“If I only have one life to live, let me live as a video tape.” Les Levine
Les Levine: Bio-Tech Rehearsals, 1965-1975 revisits the early, multi-faceted practices of Irish-Canadian artist Les Levine (b. Dublin, Ireland, 1935). Drawing extensively from the artist’s archive, the exhibition brings together his: early plastic disposables; remote-fabricated, systems-oriented, and “real time” environments; cybernetic sculptures, audio-surveillance, and other “body control systems” works. The exhibition screens sixteen of Levine’s early video projects ranging from Bum, a 1965 chronicle of the lives and testimonies of men living on New York’s Bowery, to later pieces, such as Landscape II, in which Levine directs and manipulates live editing effects within a television control room. Across Levine’s video experiments and in the audio pieces, press releases, posters, postcards, publications, photo-documents and other print-based works on display, the exhibition finds the artist examining, deploying, and interrupting different facets of information flow, the logics of which he understood intimately from his early work as a process designer.
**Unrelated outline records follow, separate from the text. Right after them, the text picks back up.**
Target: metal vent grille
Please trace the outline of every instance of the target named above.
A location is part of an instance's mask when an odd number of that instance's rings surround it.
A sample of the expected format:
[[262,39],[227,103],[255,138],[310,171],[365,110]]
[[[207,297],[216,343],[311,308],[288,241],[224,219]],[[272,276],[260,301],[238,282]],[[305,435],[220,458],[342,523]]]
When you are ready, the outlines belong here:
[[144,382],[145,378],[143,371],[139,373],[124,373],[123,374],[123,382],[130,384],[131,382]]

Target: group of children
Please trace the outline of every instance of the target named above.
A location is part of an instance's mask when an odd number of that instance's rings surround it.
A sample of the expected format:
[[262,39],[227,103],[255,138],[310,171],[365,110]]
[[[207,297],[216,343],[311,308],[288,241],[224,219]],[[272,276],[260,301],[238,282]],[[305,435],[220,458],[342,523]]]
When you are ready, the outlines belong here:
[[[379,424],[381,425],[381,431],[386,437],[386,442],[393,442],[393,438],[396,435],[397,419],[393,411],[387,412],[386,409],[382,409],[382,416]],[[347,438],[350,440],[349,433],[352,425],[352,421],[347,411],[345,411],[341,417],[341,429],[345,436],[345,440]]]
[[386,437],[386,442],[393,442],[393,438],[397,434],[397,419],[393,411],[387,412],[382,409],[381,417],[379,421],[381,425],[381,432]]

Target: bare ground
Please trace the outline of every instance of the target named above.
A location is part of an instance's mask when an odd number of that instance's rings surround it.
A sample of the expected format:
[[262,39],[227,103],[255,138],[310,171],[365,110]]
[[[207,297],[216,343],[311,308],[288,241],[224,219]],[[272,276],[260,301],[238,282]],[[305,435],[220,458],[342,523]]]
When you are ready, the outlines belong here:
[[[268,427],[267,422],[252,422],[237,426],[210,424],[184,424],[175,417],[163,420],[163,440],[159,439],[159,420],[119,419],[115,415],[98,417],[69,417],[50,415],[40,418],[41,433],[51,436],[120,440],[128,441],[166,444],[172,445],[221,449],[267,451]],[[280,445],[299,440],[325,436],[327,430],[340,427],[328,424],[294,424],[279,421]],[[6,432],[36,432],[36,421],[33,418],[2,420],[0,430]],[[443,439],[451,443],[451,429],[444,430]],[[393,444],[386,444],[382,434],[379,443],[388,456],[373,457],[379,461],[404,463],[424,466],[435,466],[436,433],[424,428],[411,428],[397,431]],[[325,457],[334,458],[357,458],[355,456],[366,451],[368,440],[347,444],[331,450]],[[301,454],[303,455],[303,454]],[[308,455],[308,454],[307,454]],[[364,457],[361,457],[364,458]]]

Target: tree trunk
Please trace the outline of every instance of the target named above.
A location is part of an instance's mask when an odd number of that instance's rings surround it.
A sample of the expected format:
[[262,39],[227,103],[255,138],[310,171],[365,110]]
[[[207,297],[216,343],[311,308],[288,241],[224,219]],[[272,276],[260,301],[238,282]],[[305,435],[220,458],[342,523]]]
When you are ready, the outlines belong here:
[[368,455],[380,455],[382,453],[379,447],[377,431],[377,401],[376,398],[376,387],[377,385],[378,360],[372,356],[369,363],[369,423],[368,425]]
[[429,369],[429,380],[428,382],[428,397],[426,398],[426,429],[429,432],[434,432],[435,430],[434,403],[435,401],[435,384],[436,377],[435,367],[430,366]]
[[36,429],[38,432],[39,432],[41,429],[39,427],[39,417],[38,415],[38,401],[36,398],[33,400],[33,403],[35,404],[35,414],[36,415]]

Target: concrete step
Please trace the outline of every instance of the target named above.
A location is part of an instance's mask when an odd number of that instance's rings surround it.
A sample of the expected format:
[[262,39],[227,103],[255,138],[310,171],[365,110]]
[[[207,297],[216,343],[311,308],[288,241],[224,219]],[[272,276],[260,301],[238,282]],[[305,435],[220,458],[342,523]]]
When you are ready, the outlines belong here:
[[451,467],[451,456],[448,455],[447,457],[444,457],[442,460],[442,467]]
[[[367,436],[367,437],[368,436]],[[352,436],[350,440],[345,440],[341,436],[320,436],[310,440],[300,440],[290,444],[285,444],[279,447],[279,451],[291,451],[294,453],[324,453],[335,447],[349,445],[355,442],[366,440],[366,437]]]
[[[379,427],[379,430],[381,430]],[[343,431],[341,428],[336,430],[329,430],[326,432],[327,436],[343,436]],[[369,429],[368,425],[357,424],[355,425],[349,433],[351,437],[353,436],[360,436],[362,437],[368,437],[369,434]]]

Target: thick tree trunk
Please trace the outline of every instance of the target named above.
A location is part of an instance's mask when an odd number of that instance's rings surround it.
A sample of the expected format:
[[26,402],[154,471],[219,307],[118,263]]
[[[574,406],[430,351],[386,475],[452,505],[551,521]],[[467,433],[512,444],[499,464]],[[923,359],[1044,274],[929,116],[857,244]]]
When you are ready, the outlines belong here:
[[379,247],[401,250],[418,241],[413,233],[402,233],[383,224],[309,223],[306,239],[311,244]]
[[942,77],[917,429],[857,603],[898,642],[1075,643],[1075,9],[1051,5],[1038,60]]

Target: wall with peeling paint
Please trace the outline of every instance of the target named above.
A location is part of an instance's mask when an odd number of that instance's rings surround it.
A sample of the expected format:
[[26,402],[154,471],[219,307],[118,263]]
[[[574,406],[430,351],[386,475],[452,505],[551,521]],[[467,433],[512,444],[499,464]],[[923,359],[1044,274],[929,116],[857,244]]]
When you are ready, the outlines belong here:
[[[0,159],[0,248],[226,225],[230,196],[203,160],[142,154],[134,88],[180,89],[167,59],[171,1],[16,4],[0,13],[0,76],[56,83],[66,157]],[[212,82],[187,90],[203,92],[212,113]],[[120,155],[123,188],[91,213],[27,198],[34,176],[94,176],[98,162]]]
Indeed, in 1968 Levine was heralded by critic Jack Burnham as, “the most consistent exponent of a systems esthetic.”
His often-ironic engagement with the technologies and material products, as well as the post-Fordist systems and operations of the contemporary media-technical apparatus was directed both to the art world and to what he termed “living patterns.” His work consistently spoke to ambivalent mechanisms of institutional, environmental, and subjective regulation.